Le marché donne un signal favorable, mais pas un chèque en blanc
Le contexte espagnol joue en faveur d’une solution comme celle de Gasib et BeGas. Le cadre ZFE pousse les opérateurs à sortir du diesel classique dans les centres urbains. Selon la DGT, les véhicules propulsés au GLP relèvent de la catégorie ECO s’ils remplissent les critères requis. Pour une flotte qui doit continuer à entrer partout sans immobiliser son parc, c’est un argument pratique avant d’être idéologique.
Mais il faut rester lucide. Le GPL ne gagnera pas par effet de mode. Il gagnera seulement là où l’équation complète tient : carburant disponible à la base, kilométrage suffisant pour valoriser le coût d’usage, contrainte urbaine forte et besoin d’une techno mature sans attente de réseau de recharge haute puissance. En dehors de ce périmètre, l’électrique batterie et le biométhane gardent de solides cartes.
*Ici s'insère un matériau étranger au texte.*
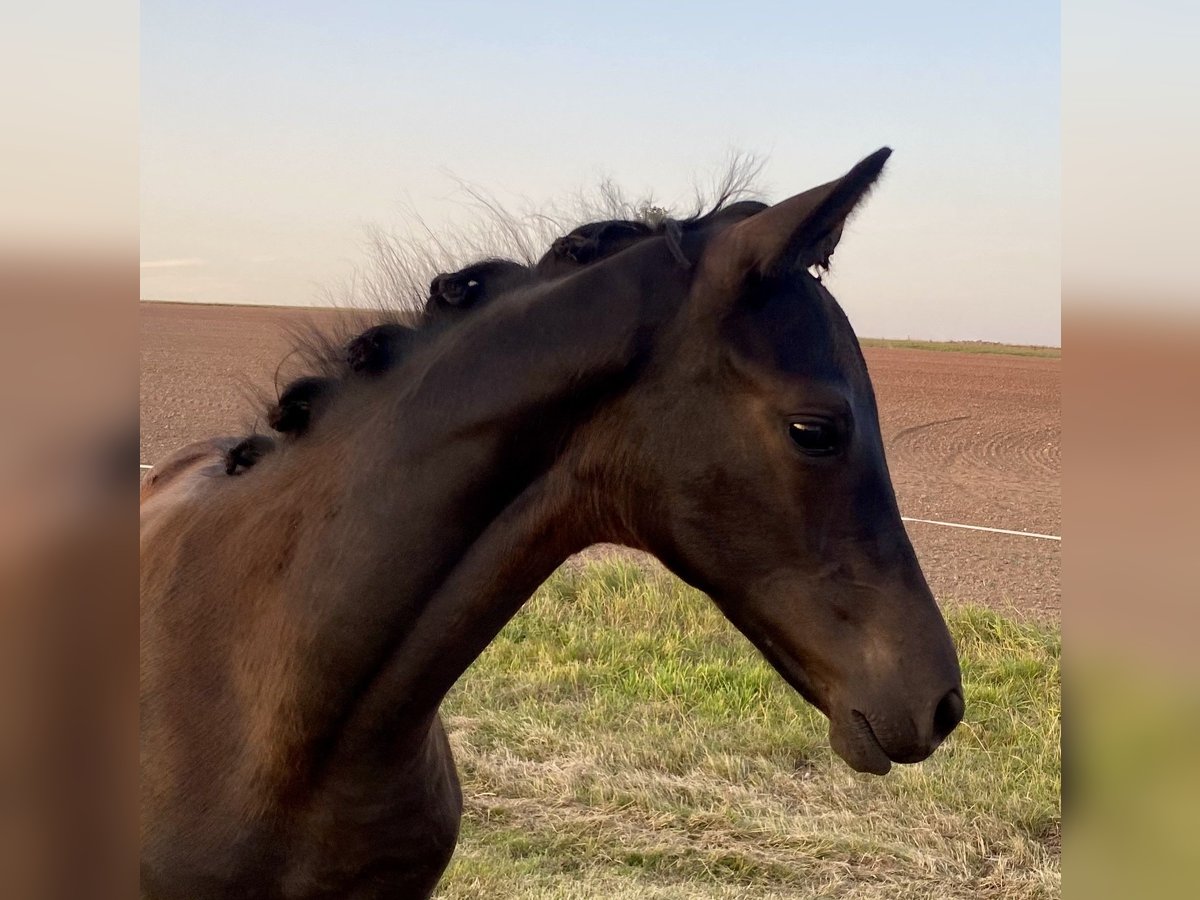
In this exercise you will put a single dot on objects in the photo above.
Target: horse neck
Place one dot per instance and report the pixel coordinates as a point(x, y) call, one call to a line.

Un signal industriel espagnol à ne pas sous-estimer
L’autre angle mort du texte de départ, c’est la dimension industrielle. Selon le site officiel de BeGas, l’entreprise finance l’homologation de nouveaux moteurs de 6 et 9 litres pour étendre son offre aux véhicules urbains lourds de 12 à 26 tonnes. Autrement dit, l’histoire ne se limite pas à quelques utilitaires convertis. Elle touche à la capacité d’un acteur espagnol à développer sa propre chaîne de valeur moteur-carburant-service.
Si ce plan se concrétise, l’alliance peut devenir plus qu’un accord capitalistique. Elle peut servir de test grandeur nature sur un segment souvent négligé : celui des flottes professionnelles qui doivent décarboner vite, avec des véhicules disponibles, une maintenance connue et une exploitation qui ne s’effondre pas. C’est moins spectaculaire que certains récits sur l’hydrogène ou l’électrification totale. C’est aussi beaucoup plus proche du terrain.
Données financières et conversion utiles pour situer les acteurs
Selon Europa Press, le groupe Empresas Copec, auquel appartient l’actionnaire de référence de Gasib, a enregistré un EBITDA de 2,73 milliards de dollars en 2025. Converti en euros au taux de la BCE du 30 juin 2026, soit 1 € = 1,1394 $, cela représente environ 2 396 700 000 €. Cette conversion ne change pas le fond du dossier, mais elle aide à mesurer la surface financière de l’écosystème qui soutient Gasib.
Au fond, l’intérêt de l’opération tient à une idée simple : au lieu de vendre une technologie isolée, Gasib et BeGas vendent un système complet. C’est exactement ce qu’attendent les flottes. Pas un pari abstrait. Une solution exploitable.
Source d’autorité
Fiche officielle BeGas B430 LG
Mon avis :
L’alliance Gasib-BeGas est crédible car elle combine financement massif, infrastructure de ravitaillement sur site et moteurs 100 % autogaz/bioautogaz, donc une solution exploitable vite. Mais le discours reste optimiste: le gain CO2 du GLP fossile demeure limité face au diesel, et l’avantage réglementaire ECO dépend des critères DGT.